Delle due una, si disse, «O mi arrendo e torno da dove sono venuta o ricorro alla mia bacchetta. Dopotutto sono pur sempre una fata, e cos’è una fata, senza la sua magia?»
Pronunciò dunque la formula appropriata e si sentì subito bene. La valigia prese ad andare da sola e lei smise di colpo di provare quegli orribili fastidi che l’avevano quasi indotta a rinunciare.
«Potrò avere un’altra occasione per dimostrare quel che valgo», si sforzò di incoraggiarsi, per lottare con il senso di sconfitta che si sentiva crescere dentro. Fata o non fata, non ce l’aveva fatta da sola, questo Selina non riusciva a nasconderselo e le ispirava una sottile tristezza e tanta sfiducia in se stessa.
Ma la bacchetta, che era non a caso la preferita di Selina, sapeva far bene il suo mestiere e ben presto la condusse su una bellissima spiaggia, piena di vita e animazione.
C’erano bimbi di ogni età, musica, uomini, donne, persino cani, e tutti sembravano godersela un mondo. «Che bello!» esclamò Selina, chiedendosi se quel luogo potesse fare al caso suo.
Indossò perciò il suo bikini e si sdraiò sulla sabbia calda e dorata, cercando di abbronzarsi perbene e dimenticare per un po’ le sue vicende.

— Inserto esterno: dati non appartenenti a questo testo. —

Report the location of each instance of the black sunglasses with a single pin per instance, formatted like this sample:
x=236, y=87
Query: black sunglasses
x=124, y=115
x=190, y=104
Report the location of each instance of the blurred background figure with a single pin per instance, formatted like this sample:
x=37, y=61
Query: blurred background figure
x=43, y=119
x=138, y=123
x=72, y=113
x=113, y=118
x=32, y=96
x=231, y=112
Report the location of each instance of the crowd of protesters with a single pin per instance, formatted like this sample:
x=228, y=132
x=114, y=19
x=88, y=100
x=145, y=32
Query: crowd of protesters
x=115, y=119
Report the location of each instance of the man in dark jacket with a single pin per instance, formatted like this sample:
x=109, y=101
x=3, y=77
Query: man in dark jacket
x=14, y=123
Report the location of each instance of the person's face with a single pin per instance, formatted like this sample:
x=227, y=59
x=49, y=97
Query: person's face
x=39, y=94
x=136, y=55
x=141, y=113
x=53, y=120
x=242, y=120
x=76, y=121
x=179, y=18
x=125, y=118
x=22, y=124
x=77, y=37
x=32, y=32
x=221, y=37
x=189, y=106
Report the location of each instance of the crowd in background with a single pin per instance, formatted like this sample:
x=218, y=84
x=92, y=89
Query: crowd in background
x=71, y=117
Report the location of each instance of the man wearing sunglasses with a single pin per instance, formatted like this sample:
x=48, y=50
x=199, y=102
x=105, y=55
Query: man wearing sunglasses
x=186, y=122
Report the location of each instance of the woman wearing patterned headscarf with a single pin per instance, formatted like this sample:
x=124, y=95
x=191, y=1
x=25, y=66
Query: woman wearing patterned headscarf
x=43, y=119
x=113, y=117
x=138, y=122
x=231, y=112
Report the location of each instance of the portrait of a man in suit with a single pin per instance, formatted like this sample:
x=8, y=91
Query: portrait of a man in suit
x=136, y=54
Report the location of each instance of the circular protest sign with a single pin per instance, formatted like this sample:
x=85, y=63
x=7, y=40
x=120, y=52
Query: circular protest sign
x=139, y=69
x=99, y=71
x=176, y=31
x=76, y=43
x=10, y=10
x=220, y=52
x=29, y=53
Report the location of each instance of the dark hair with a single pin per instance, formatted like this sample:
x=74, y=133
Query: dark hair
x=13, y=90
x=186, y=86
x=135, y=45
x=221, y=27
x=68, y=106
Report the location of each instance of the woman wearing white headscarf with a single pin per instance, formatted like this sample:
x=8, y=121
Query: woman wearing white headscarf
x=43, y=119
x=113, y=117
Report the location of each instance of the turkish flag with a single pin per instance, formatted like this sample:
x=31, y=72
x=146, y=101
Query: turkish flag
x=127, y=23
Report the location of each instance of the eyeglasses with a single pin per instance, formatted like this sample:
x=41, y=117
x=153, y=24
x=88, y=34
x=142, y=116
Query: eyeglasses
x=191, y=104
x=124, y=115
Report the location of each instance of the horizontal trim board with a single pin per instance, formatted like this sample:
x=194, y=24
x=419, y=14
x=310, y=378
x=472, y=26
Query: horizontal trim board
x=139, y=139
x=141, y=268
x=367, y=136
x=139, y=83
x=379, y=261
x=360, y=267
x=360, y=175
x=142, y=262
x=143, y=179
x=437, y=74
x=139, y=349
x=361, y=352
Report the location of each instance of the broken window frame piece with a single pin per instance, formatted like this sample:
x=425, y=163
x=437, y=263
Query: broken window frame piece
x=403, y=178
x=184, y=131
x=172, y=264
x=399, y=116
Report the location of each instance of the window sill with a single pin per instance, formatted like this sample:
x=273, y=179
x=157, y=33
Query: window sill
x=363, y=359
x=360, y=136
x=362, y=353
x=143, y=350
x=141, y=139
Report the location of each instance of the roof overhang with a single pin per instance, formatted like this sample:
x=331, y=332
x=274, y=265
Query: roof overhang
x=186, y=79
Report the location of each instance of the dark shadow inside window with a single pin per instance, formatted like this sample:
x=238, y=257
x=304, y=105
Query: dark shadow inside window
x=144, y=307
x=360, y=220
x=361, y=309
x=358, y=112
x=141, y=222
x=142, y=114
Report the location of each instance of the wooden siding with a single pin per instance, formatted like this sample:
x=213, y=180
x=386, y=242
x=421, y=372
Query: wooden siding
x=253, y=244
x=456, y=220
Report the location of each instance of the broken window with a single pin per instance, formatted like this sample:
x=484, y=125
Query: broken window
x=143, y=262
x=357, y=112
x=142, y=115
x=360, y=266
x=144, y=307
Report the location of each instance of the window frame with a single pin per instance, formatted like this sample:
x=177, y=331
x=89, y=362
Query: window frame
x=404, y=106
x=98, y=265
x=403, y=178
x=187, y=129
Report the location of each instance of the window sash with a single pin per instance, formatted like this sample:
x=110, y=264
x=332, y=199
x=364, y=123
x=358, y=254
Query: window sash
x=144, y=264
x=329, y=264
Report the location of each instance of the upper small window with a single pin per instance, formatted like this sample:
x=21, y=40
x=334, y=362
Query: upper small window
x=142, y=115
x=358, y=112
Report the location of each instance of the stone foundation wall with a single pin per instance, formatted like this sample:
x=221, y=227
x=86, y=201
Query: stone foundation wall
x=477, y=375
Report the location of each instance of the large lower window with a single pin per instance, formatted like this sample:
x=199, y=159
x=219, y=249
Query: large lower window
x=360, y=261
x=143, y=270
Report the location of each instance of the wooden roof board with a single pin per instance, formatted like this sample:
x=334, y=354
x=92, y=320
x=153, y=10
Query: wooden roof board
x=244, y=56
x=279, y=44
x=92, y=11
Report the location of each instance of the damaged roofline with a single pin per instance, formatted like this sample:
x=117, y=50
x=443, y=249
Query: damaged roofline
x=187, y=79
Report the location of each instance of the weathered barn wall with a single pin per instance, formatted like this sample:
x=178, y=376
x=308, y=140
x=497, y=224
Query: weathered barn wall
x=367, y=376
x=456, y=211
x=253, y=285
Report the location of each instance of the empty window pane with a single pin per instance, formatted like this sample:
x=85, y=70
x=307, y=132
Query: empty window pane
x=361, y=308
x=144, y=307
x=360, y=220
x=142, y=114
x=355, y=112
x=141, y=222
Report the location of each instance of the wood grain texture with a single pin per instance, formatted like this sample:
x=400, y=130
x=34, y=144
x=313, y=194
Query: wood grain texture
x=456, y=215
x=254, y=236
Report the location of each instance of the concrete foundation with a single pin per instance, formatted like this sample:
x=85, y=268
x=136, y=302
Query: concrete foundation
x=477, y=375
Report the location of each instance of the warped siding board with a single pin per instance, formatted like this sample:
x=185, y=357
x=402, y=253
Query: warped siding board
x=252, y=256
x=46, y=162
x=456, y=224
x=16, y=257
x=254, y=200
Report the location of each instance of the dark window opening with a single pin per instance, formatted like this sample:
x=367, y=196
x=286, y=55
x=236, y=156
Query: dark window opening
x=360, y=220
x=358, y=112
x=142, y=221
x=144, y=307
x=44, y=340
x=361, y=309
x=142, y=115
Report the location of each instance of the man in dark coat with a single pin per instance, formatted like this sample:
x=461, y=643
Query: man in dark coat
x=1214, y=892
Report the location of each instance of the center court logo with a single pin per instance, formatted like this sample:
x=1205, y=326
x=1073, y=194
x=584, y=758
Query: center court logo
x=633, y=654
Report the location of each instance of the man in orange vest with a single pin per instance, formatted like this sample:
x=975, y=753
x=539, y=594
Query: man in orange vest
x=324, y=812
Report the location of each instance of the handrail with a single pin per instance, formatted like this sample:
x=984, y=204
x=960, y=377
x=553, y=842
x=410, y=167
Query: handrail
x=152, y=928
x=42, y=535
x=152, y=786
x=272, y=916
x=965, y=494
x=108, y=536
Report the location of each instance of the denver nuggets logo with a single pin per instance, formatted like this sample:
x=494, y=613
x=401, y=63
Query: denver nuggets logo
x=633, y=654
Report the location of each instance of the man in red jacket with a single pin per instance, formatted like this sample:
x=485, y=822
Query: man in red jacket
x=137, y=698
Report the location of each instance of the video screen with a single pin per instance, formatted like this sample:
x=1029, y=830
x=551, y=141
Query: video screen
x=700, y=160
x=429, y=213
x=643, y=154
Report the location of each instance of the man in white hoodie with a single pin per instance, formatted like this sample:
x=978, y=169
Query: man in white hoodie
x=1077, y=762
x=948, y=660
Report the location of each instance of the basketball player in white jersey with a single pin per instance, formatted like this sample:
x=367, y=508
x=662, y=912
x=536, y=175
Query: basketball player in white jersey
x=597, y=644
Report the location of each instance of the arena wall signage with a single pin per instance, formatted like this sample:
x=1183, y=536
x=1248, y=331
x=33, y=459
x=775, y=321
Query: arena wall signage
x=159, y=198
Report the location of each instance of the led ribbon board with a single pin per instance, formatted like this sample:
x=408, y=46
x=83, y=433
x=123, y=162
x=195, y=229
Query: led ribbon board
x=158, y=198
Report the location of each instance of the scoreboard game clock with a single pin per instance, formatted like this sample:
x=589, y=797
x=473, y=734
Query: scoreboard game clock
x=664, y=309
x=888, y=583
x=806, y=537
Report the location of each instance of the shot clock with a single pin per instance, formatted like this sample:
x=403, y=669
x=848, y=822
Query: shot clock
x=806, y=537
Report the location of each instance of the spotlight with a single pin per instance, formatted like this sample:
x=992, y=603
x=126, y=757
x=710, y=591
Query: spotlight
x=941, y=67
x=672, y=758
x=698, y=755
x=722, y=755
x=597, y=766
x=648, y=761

Ma proprio mentre stava per rilassarsi a dovere, sentì un acutissimo grido. «Aiuto, aiuto!»
Aperti gli occhi e drizzatasi, Selina ebbe appena il tempo di notare l’accorrere di un gran flusso di persone verso la battigia. Una bambina stava annegando e sembrava troppo lontana. Senza por tempo in mezzo né pensarci due volte, Selina si slanciò in mezzo alle onde, nuotando velocissima come era solita fare. Riuscì in breve a raggiungere la piccina, cingendola saldamente con le braccia e la portò a riva in men che non si dica. Sembrava comunque troppo tardi. La bambina non dava segni di vita. Selina allora le si inginocchiò accanto e cominciò a massaggiarla e accarezzarla come meglio poteva, sussurrandole:« Non mollare, piccola, non mollare.»
Dopo quella che sembrò un’eternità la bambina aprì faticosamente gli occhi.
«Chi sei?» chiese. «Una fata», rispose Selina, troppo sollevata per riflettere sull’opportunità di dare quella risposta. «Una fata?» ripetè la bambina, sgranando gli occhi per lo stupore. «Ma che dici, non ti credo. E dov’è la tua bacchetta magica?»
Già, dov’era? Nell’emergenza Selina l’aveva completamente dimenticata. Non riusciva a crederlo. Non solo aveva salvato una bambina, ma l’aveva fatto basandosi sulle sue semplici forze.
Era sbalorditivo, né avrebbe mai immaginato di esserne capace. Si sentì pervadere da una grande gioia.
E aveva pure imparato una splendida lezione: non sono le bacchette magiche a fare una fata, ma il suo coraggio e la volontà di compiere il bene.
Abbracciò con slancio la bambina.
Poi riprese la valigia con la sua roba.
Era tempo di tornare a casa. Non si sarebbe più sentita annoiata: aveva trovato la sua strada.